Of course I didn't get to a breaking point and quit—I was let go—so it's not quite the same. But a heck of a lot still applied, and I even appreciated when she talked about some problems that I don't have as a "let go" rather than a "quit" unemployed person. Namely, I am not a "quitter," I don't have guilt for having put my family into this position financially on purpose, and Tess also experienced that a lot of her network didn't step up to help, as mine has, because they assumed she had something else already in mind, or else why would she quit? I had assumed that quitting was advantageous over being let go, but perhaps not.

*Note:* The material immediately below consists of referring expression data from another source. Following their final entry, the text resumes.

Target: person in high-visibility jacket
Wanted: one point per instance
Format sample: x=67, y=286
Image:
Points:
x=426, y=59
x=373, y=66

While at the end, she doesn't have everything figured out just yet, she is in a better place mentally and emotionally, and she's ready for the next big thing to come along. And hearing that even Tess Vigeland occasionally is runner-up for an awesome job she'd love and be great at (host of NPR's Weekend Edition) makes it a little easier to swallow when I am runner-up for an awesome job I'd love and be great at. If I can have confidence that something else great is out there for her and she'll eventually find it, I ought to be able to have more confidence in my own situation, as hard as that is to do when everything feels like a personal rejection. So I learned no tips, I have no new knowledge, but I come away from her book with a slightly better state of mind, and I'm going to try to cut myself more slack, job hunting during the hardest time of the year. I do hope Tess will end up back on the radio or on a podcast, though, because I will listen to her talk about almost anything. I loved it. I highly recommend the audio version which instead of printing a speed she gave at the World Domination Forum, gives you the actual live recording complete with audience reactions and questions, etc.
I checked this audio book out of the library.